Characterizing the Microvascular Phenotype of Mouse Models of Glioblastoma and Anaplastic Thyroid Cancer

Abstract

There are almost 8.2 million cancer related deaths worldwide and although the dawn of immune-oncology therapeutic solutions has revolutionized the way scientists think about cancer research, only a few tumor types have been susceptible to immunotherapy. Solid tumors like glioblastomas are some of the most aggressive cancers with no improvement in the standard of care for almost twenty years. Glioblastoma is unique in that it has the ability to manipulate normal brain cells to stimulate angiogenesis and co-opt existing vasculature.
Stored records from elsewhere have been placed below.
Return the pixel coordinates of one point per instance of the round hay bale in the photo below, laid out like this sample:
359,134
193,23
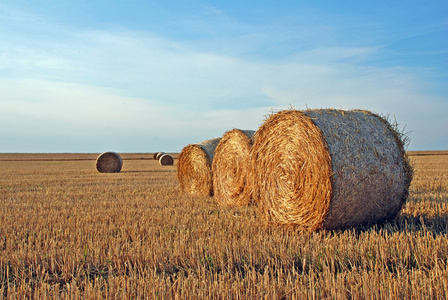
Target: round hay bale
329,169
194,170
109,162
166,160
157,155
230,168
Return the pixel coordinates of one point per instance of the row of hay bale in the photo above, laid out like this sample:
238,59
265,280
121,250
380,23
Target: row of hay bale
322,168
111,162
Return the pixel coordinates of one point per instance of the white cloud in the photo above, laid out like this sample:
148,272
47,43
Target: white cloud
81,85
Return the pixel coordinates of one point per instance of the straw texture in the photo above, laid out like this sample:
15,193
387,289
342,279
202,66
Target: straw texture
158,154
109,162
230,168
194,168
166,160
329,168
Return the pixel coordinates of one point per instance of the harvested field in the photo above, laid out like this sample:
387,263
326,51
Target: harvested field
69,232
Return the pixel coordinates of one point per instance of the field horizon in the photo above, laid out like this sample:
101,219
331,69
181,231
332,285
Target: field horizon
70,232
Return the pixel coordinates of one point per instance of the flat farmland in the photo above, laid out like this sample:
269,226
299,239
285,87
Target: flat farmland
70,232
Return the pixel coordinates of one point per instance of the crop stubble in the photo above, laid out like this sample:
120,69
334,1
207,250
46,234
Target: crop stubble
69,231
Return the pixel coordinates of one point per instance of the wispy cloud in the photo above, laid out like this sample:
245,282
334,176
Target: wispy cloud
70,85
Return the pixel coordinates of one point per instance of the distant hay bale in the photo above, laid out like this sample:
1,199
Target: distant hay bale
329,168
157,155
194,168
230,168
109,162
166,160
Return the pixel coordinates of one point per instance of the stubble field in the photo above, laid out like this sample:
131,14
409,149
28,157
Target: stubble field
69,232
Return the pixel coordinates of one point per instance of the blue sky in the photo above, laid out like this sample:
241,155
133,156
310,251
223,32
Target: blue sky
146,76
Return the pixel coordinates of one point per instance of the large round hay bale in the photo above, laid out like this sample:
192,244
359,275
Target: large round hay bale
158,154
109,162
230,168
166,160
329,168
194,170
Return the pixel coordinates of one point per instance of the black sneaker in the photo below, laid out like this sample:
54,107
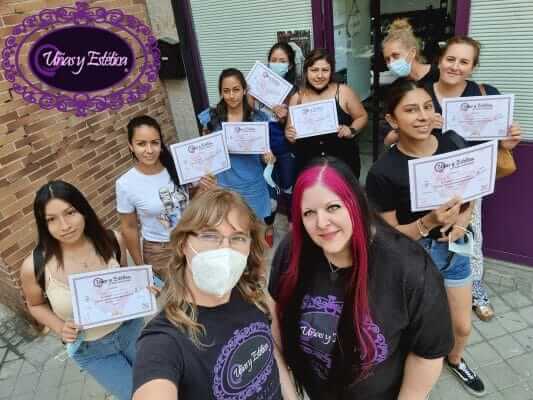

Both innate and adaptive immune cells play essential roles in glioma growth, specifically macrophages that accumulate around blood vessels and produce pro-angiogenic chemokines. Intravascular leukocyte recruitment is restricted to postcapillary and collecting venules. The lab generated a monoclonal antibody to recognize surface expressed DARC and observed restriction to post-capillary venules. Using the DARC antibody, I have characterized the neovascularization in a syngeneic mouse model of glioblastoma, GL261, and have initially found that the tumoral and peri-tumoral compartments contain more DARC positive post capillary venules than healthy mouse brain. Additionally, imaging of resected tumor and peri-tumoral tissue using two-photon microscopy reveals the presence of DARC positive vasculature in the peri-tumoral and tumor tissue. In contrast, I have observed the opposite effect in a mouse model of anaplastic thyroid cancer, another solid tumor with poor prognosis in a tissue that is highly vascularized.